We hear a lot these days about “fake news,” but it’s not a new complaint. In fact, one wartime reporting blunder hit America like a bombshell. Here’s the story.
Mankind had never seen anything like World War I. It featured brand-new horrors such as poison gas, bombs dropped from the sky, tanks and machine guns. More than 70 million people from 32 countries fought, and 17 million died. An additional 20 million were wounded.
Folks desperately wanted the war to end. When November 1918 arrived, it seemed peace was finally within sight.
Which is where Roy Howard enters the story. He was the president of United Press (later United Press International), a news service locked in fierce competition with rival The Associated Press.
With the war winding down, Howard was in Brest, France, on Nov. 7, meeting with Adm. Henry Wilson, the commander of American naval forces there.
Exactly what happened next is fuzzy. Wilson had just received word (either by telegram or phone) from a friend at the American Embassy in Paris that an armistice had been signed that morning. The war was over!
Journalists spend their entire career waiting for a scoop that big. And Howard had it all to himself.
He asked Wilson if it was OK to report the news. Sure, the admiral said.
Howard sped off to the nearest telegraph office, where he violated UP’s rules. All dispatches coming from France were to be signed by Howard and William Simms, UP’s foreign editor. But Simms was 375 miles away in Paris. Waiting to reach him would jeopardize the exclusive.
So Howard simply forged Simms’ signature and sent these words:
“URGENT – ARMISTICE ALLIES SIGNED ELEVEN [this morning] — HOSTILITIES CEASED TWO [this afternoon] HOWARD-SIMMS.”
The news hit New York like a bomb. Wall Street suspended trading at 1 p.m. Stores closed, with one merchant posting in his window, “Too happy to work. Come back tomorrow!” Traffic stopped as crowded streets turned into impromptu block parties. And of course, alcohol flowed very, very freely.
The word Americans, and all people the world over, had longed to hear was finally being said. Peace.
Except it wasn’t. Across the Atlantic, the war still raged in France. Adm. Wilson’s friend had merely passed along a rumor. And Howard hadn’t bothered to confirm it.
When the news reached Washington, Secretary of State Robert Lansing practically tripped over himself issuing a denial. It hit the wires at 2:15 p.m.
However, the people rejected it. They clung to what they wanted to believe, that the war was indeed over, and they weren’t going to let anyone take it away from them. Angry mobs destroyed copies of newspapers that ran the denial and even briefly attacked the Associated Press’ New York office when it couldn’t confirm an armistice.
Celebrations lasted all night across the country.
Yet, by the next morning, there could be no disputing it.
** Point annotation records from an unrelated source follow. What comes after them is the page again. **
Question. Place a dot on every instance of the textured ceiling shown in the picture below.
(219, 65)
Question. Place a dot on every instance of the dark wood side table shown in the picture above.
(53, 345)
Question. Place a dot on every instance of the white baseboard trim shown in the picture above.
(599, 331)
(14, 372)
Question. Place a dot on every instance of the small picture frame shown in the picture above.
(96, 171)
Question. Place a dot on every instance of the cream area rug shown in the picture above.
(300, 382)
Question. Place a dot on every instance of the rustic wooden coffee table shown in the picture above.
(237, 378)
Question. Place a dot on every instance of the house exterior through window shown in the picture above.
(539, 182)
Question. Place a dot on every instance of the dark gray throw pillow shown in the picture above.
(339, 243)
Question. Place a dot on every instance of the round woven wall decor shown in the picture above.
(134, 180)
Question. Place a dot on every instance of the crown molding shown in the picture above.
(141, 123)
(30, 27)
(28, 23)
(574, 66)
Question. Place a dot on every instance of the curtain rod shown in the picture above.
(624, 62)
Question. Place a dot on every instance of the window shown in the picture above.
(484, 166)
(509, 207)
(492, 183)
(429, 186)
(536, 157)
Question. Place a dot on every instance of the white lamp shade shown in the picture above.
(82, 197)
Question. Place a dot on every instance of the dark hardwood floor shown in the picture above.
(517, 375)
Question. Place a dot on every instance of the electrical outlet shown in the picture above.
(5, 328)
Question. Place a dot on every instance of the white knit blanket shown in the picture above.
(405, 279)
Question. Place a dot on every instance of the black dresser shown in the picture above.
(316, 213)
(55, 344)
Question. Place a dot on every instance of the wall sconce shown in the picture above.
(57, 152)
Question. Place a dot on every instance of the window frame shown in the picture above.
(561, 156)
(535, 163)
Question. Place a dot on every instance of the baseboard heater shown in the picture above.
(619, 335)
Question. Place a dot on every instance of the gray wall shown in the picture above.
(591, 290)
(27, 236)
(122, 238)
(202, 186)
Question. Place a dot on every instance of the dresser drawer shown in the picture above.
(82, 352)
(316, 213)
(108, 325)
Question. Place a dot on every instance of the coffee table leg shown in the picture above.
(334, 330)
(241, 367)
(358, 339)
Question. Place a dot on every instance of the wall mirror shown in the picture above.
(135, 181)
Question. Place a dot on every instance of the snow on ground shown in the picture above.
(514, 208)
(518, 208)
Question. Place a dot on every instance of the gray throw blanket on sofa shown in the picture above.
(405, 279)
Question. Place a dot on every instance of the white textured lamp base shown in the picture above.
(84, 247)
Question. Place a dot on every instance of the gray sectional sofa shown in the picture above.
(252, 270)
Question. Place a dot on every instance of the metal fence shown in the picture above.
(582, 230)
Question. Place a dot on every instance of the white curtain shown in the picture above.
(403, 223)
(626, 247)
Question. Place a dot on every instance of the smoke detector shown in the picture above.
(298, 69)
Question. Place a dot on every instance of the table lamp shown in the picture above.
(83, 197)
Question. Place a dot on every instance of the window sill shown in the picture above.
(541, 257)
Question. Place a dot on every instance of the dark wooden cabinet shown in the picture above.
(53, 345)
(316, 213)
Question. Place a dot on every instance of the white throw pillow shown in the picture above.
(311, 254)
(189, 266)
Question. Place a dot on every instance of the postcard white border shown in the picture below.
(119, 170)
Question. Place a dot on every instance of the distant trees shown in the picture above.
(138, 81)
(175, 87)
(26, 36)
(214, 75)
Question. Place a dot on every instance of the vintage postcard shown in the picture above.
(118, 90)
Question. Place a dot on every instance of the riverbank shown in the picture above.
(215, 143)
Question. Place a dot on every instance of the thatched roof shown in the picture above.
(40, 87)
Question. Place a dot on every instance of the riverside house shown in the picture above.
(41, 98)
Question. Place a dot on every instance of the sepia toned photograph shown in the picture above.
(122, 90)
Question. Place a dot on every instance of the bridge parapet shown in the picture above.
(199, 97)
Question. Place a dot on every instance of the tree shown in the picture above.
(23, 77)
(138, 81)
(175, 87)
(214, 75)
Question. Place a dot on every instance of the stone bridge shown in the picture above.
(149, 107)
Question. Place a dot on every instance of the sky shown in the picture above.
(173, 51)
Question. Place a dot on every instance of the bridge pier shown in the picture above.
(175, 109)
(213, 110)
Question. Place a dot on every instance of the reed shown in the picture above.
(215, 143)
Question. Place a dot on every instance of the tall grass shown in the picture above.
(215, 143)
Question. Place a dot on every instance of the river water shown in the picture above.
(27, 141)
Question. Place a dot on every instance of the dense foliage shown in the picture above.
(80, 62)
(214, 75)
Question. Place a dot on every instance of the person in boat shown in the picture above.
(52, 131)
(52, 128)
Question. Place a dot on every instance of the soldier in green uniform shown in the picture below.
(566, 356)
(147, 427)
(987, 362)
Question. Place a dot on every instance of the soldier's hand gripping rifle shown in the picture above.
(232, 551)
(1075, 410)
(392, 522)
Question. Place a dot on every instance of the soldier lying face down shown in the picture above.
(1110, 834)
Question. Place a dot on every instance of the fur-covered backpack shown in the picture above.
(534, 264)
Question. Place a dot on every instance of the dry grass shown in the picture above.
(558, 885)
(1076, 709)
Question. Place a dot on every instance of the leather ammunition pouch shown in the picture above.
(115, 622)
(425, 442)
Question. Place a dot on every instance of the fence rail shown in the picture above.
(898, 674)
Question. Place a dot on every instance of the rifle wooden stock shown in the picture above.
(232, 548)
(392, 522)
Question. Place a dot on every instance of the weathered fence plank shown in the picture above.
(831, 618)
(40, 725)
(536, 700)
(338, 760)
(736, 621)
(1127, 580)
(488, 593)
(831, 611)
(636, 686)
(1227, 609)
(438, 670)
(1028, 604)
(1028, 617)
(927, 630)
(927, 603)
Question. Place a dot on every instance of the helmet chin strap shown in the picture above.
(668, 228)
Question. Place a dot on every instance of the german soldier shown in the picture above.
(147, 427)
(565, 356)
Men were still fighting and dying in the trenches. The UP had got it wrong.
The New York Times called it “the most flagrant and culpable act of public deception” in the history of journalism. The New York Evening Sun gloated that it hadn’t reported the “fake news” as fact.
The armistice was actually signed a few days later, “on the eleventh hour of the eleventh day of the eleventh month.”
With the war really and truly over, Americans did it all over again. The so-called “False Armistice” of Nov. 7 had merely been a dress rehearsal for the real thing on the 11th.
As for Roy Howard, he wiped the egg off his face and soldiered on. He headed the E.W. Scripps Company in 1920, which later became the Scripps-Howard newspaper and broadcasting chain. He even interviewed Josef Stalin in the Kremlin in 1936. Yet, when Howard retired in 1953, his big mistake from 35 years earlier still hounded him. And always did.
“Fake news” has been around a long time. It will likely still exist a long time from now, too. And that’s a fact.